Microsoft Build 2026 keynote stage with MAI model logos displayed on large screens
Briefing Industry News

Microsoft's First AI Models Land in GitHub Copilot

GitHub Copilot users can now choose Microsoft-built AI models instead of routing every request through OpenAI or Anthropic. At Build 2026 on June 2, Microsoft launched MAI-Code-1-Flash (a coding model) and MAI-Thinking-1 (a reasoning model) — the company’s first models built entirely in-house. The timing matters: GitHub Copilot switched to token-based billing on June 1. Which model your team uses now has a direct line to what you pay.

Key takeaways:

  • MAI-Code-1-Flash is live in the GitHub Copilot model picker (VS Code); MAI-Thinking-1 is in private preview on Azure Foundry.
  • Microsoft’s own benchmarks: 60% fewer tokens vs. Claude Haiku 4.5 on coding tasks — independent confirmation not yet available.
  • Indicative pricing: $0.75/M input and $4.50/M output tokens for MAI-Code-1-Flash — marked “being finalized” by GitHub.
  • Microsoft’s AI chief claimed 10× cost efficiency vs. GPT-5.5 for McKinsey workloads — vendor-reported, not independently benchmarked.
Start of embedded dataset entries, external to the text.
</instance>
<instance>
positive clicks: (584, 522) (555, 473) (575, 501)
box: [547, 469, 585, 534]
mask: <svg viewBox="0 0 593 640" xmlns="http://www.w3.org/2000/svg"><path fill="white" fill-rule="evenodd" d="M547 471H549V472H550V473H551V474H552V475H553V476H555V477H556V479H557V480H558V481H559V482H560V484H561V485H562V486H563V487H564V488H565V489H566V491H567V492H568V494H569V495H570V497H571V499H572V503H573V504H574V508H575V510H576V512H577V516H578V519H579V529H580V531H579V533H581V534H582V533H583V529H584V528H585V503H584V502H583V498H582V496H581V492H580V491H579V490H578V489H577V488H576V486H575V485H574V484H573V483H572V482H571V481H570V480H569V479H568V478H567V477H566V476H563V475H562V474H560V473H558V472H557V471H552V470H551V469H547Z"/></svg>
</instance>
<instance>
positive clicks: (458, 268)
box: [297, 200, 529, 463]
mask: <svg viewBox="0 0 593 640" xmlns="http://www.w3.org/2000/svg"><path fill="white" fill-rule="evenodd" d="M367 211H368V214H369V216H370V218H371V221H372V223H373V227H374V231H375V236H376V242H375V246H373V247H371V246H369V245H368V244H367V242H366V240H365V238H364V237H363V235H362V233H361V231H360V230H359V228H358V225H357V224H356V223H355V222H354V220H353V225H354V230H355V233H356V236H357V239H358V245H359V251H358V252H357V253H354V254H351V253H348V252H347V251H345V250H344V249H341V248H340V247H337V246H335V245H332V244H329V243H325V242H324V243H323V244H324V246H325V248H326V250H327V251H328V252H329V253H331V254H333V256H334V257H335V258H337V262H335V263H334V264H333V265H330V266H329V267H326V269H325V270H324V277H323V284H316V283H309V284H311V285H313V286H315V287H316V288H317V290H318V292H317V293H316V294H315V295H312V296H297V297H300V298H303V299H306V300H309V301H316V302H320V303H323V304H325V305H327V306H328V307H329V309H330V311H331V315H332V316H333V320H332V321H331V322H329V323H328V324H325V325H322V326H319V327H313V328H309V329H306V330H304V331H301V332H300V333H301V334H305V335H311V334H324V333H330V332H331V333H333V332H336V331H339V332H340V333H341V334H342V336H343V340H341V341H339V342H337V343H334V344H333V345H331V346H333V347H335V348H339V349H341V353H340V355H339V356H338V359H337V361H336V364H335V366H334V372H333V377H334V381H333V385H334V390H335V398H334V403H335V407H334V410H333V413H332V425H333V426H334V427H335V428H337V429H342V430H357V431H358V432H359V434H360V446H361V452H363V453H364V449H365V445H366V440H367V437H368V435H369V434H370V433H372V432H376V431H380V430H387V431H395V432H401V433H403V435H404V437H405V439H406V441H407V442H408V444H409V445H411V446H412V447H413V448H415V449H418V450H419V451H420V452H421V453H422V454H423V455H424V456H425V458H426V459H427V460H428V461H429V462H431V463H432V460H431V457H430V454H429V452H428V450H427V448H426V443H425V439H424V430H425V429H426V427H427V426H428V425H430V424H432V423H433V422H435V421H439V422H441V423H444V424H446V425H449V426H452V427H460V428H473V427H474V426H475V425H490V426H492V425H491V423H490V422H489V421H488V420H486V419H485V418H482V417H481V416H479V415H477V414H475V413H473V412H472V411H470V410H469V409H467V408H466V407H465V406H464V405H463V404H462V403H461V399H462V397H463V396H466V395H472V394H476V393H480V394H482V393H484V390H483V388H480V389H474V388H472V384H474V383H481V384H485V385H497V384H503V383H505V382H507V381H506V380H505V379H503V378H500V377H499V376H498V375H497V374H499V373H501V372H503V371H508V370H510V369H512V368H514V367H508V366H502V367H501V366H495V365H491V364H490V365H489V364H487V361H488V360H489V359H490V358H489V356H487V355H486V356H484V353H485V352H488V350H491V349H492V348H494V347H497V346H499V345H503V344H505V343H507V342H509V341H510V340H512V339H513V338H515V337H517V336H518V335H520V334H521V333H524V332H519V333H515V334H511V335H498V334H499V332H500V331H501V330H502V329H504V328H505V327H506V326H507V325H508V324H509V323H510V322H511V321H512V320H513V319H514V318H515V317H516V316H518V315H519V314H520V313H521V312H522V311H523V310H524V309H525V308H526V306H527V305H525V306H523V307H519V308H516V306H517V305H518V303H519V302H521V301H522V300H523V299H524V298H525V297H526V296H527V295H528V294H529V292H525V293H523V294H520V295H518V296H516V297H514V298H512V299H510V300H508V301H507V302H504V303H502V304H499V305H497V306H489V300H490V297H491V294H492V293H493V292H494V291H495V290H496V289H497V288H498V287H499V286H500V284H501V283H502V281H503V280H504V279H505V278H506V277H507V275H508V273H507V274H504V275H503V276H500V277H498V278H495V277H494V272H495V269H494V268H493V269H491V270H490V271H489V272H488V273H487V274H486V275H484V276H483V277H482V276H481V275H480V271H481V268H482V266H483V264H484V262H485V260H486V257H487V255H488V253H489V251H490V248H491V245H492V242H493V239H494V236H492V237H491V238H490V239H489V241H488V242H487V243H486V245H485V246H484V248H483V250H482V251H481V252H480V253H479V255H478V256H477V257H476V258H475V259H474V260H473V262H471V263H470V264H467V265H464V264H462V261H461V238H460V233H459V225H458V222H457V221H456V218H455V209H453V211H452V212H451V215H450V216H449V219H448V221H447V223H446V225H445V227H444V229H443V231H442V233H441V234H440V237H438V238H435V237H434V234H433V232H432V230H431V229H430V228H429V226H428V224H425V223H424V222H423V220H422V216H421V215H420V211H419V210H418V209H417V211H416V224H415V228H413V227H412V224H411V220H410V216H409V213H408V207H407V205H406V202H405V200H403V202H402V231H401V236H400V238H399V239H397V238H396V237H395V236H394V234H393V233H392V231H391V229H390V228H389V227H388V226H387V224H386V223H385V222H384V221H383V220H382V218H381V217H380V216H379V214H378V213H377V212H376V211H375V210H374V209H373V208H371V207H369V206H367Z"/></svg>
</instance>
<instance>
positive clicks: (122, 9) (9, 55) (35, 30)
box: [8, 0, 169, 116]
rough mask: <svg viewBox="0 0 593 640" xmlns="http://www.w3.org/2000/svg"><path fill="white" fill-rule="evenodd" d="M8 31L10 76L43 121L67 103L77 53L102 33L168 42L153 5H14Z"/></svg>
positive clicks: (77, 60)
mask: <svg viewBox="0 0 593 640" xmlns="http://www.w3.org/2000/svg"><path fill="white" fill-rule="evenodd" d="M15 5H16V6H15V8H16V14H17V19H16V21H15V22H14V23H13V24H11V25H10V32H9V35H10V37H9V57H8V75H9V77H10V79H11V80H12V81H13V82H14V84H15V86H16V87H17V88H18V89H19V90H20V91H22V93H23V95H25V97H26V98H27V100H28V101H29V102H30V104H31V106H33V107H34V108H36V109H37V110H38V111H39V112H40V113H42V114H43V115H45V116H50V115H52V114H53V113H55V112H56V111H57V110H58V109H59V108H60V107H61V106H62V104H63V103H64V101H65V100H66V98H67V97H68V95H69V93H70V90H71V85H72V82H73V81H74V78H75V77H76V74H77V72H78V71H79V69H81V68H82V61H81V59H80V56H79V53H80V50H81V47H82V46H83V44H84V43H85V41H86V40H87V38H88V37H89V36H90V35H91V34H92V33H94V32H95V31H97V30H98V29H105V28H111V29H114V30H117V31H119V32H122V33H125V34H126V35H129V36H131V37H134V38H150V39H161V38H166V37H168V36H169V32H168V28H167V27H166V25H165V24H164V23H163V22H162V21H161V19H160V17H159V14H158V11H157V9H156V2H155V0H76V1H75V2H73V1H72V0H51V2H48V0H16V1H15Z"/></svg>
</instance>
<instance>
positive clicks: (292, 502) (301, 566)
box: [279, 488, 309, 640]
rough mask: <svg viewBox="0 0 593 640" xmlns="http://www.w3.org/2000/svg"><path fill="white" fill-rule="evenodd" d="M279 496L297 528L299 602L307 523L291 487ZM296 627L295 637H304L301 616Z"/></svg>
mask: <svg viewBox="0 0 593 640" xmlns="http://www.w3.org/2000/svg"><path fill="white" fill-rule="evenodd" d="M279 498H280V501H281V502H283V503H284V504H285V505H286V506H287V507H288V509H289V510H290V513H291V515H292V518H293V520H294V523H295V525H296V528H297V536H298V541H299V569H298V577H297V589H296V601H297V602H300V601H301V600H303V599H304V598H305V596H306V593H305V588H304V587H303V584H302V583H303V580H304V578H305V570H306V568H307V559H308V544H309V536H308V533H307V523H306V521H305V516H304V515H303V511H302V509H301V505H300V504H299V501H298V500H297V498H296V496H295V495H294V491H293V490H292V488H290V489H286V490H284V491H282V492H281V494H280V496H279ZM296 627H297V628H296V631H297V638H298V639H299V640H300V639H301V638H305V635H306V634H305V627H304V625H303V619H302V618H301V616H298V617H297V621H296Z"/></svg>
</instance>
What Did Microsoft Launch at Build 2026?

MAI-Code-1-Flash is Microsoft’s first in-house coding model. Trained on GitHub Copilot’s production harnesses rather than benchmark leaderboards, it scored 51.2% vs. 35.2% for Claude Haiku 4.5 on SWE-Bench Pro — a 16-point lead — while completing tasks using up to 60% fewer tokens. It is rolling out to Copilot individual users in VS Code’s model picker starting today.

MAI-Thinking-1 is Microsoft’s first in-house reasoning model, targeting enterprise architecture, compliance, and complex decision workflows. Per CNBC’s Build 2026 coverage, AI CEO Mustafa Suleiman said it outperformed GPT-5.5 at 10× better cost efficiency for McKinsey’s workloads — a vendor-reported, workload-specific claim with no independent benchmarks yet. MAI-Thinking-1 is in private preview through Microsoft Foundry.

Why Does Model Choice in Copilot Matter Right Now?

Model selection in Copilot was mostly a quality preference until June 1, when GitHub switched to consumption-based billing. Agentic coding tasks — code review, multi-file refactoring, test generation — consume thousands of tokens per session. Defaulting to GPT-5.5 for everything means premium pricing on every token. MAI-Code-1-Flash, if its efficiency claims hold in your workflows, offers a substantially lower rate for the same task category.

This is also Microsoft’s structural move toward pricing independence from OpenAI — a shift that accelerated after the Microsoft-OpenAI relationship changed materially in April 2026. Running MAI models on Azure avoids OpenAI royalties, a cost advantage Microsoft can pass to enterprise customers.

Near-term move: Evaluate MAI-Code-1-Flash on routine tasks — inline completion, refactoring, documentation — where a cheaper, efficient model reduces consumption cost with minimal risk. Reserve frontier models for complex or high-stakes work. Ask your GitHub or Azure account team which MAI models are available under your enterprise agreement, how costs are metered, and when MAI-Thinking-1 exits preview.


FAQ

Does switching to MAI-Code-1-Flash break my existing Copilot workflows? No. MAI-Code-1-Flash appears as an additional choice in Copilot’s model picker. Your current model defaults remain; you opt in via the picker or auto-picker. Switching is reversible.

How does MAI-Code-1-Flash pricing compare to GPT-5.5? Published pricing is $0.75 per million input tokens and $4.50 per million output tokens — though GitHub notes this is still being finalized. GPT-5.5 pricing through GitHub Copilot is higher. Independent price comparisons have not yet been published; verify current rates directly with your GitHub enterprise agreement before making budget commitments.

Should enterprises use MAI-Thinking-1 for compliance or legal workflows? Too early. MAI-Thinking-1 is in private preview with no independent benchmarks and no disclosed pricing. Microsoft’s onstage efficiency claim (10× better cost vs. GPT-5.5 for McKinsey workloads) is vendor-reported and workload-specific. Express interest in the preview, test it on non-sensitive tasks first, and wait for peer-reviewed or customer-published comparisons before relying on it for regulated workflows.